What does doing a bathroom remodel with your spouse mean for your marriage?  He got the blue paint he wanted, but not the slate flooring he has tried to install during every remodel we’ve ever done. I got the bronze fixtures I wanted, but not as much glass tile in the tub that I would have liked.  I don’t work nearly as fast as he does, he drags me alongside him on the timeline, whereas I’d rather browse and meander.  In the end I appreciate his need to quickly finish every project he starts.  He HATES unchecked boxes. I don’t like them either, but I am definitely more apt to let time slip by in front of the TV or Words with Friends. Like anything in marriage…compromise.  It’s the name of the game.

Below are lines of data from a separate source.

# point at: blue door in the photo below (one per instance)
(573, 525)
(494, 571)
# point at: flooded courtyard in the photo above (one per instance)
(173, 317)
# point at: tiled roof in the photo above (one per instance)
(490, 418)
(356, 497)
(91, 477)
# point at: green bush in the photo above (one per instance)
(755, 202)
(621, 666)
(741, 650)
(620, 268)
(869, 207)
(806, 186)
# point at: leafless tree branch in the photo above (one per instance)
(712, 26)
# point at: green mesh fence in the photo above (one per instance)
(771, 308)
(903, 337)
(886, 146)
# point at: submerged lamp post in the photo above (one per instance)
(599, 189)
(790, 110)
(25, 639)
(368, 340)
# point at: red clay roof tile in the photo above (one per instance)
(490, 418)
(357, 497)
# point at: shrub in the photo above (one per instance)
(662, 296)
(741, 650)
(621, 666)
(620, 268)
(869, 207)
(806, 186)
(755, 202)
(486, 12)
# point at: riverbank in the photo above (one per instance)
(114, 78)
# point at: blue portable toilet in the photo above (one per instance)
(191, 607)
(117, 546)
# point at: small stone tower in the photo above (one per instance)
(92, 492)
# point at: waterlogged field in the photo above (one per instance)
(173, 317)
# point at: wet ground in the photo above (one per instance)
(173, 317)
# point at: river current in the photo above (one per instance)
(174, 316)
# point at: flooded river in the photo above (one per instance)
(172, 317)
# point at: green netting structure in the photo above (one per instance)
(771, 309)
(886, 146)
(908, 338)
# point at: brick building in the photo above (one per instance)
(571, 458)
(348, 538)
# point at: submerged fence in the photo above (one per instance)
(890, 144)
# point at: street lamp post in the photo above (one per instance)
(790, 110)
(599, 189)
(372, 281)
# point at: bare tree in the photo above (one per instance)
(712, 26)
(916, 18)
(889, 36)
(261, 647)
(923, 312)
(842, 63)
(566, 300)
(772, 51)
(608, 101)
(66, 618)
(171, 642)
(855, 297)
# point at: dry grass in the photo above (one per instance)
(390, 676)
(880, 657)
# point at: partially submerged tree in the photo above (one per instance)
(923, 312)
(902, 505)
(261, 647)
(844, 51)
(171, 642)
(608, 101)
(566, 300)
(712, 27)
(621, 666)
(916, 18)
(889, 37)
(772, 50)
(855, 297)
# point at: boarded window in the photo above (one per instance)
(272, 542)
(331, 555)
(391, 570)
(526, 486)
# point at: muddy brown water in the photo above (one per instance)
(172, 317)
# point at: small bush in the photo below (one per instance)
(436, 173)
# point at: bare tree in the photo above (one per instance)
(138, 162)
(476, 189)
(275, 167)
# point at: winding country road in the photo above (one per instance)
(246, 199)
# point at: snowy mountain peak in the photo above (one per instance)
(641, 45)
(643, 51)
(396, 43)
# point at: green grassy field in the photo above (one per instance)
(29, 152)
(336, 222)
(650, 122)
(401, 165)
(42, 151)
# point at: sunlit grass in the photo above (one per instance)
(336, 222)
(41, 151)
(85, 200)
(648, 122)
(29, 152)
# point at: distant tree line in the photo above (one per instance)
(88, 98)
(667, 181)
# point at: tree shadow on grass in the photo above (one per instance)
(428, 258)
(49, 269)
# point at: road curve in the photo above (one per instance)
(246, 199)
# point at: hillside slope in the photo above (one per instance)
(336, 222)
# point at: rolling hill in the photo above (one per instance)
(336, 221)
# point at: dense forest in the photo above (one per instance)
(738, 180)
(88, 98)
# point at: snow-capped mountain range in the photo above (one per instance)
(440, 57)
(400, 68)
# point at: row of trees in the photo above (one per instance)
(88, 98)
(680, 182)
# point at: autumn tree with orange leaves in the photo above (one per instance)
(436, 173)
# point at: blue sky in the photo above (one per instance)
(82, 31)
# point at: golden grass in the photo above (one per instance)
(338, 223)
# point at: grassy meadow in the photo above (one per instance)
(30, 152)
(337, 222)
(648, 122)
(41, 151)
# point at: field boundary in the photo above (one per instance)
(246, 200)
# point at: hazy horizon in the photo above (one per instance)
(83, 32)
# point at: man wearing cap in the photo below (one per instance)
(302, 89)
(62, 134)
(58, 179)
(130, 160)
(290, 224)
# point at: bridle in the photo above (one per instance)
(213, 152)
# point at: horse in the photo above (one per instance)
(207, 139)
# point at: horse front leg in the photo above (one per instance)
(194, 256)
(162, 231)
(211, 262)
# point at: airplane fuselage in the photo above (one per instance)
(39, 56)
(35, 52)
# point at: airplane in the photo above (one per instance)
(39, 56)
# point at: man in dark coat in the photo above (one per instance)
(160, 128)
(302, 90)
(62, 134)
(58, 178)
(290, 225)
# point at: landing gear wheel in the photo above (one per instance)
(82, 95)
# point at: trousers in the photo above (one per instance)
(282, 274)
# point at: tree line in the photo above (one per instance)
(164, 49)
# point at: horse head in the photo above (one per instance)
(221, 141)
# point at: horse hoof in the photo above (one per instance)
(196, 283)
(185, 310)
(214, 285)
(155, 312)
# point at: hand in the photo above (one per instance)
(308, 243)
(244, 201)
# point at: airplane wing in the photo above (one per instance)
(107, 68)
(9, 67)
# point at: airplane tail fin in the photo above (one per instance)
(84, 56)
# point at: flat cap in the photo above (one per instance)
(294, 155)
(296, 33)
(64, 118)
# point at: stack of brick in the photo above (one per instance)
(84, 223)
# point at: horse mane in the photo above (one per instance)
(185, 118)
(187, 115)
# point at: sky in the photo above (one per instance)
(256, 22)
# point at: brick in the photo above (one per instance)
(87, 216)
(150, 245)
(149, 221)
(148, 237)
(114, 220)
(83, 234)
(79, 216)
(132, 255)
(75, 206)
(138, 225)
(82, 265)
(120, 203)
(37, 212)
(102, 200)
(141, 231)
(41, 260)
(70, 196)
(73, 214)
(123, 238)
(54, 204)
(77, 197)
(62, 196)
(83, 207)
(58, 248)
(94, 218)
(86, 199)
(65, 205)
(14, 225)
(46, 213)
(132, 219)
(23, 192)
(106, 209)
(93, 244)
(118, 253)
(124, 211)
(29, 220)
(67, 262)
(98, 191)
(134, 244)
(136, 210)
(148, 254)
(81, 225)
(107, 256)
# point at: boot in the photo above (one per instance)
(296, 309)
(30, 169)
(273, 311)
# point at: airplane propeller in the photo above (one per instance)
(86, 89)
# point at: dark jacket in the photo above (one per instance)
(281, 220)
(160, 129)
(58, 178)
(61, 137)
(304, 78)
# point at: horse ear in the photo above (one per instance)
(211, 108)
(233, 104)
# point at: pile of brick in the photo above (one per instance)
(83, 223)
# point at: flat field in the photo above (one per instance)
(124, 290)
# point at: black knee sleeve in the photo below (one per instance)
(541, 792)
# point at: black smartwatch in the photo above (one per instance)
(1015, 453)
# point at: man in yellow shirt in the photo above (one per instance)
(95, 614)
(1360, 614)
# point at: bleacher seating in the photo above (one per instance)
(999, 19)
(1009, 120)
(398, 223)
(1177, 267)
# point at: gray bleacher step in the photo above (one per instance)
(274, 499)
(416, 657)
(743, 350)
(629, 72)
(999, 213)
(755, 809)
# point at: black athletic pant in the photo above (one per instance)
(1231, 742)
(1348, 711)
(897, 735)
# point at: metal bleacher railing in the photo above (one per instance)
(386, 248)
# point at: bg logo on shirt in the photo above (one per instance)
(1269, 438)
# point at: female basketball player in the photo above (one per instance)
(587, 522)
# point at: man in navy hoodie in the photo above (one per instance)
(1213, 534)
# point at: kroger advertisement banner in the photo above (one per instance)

So, things to consider before taking on a home remodel project with your significant other:

1.  Plan at least 50% of your timeline for trips to your local home improvement store. Possibly THE most annoying part of every project we do.  Our car can drive itself there.

2.  It’s true what they say, you budgeted $2500?  Plan on $3500. I’d say a solid $100 of that was spackle.  An important tool for the “do it yourselfer.”

3.  Have friends and family with skills.  Likewise, it’s important for YOU and your spouse to have skills you can offer in trade for their help.  After this project, Brendan has 7 computers to fix and I have 4 lap dances to perform.

4. Buy a brand new house instead and then move at the first sign of peeling paint.

The bathroom is 98% done and I have Brendan to thank for all the hard work he put in to it.  It looks fabulous and our marriage is still in tact.  I’m gonna call this one a win.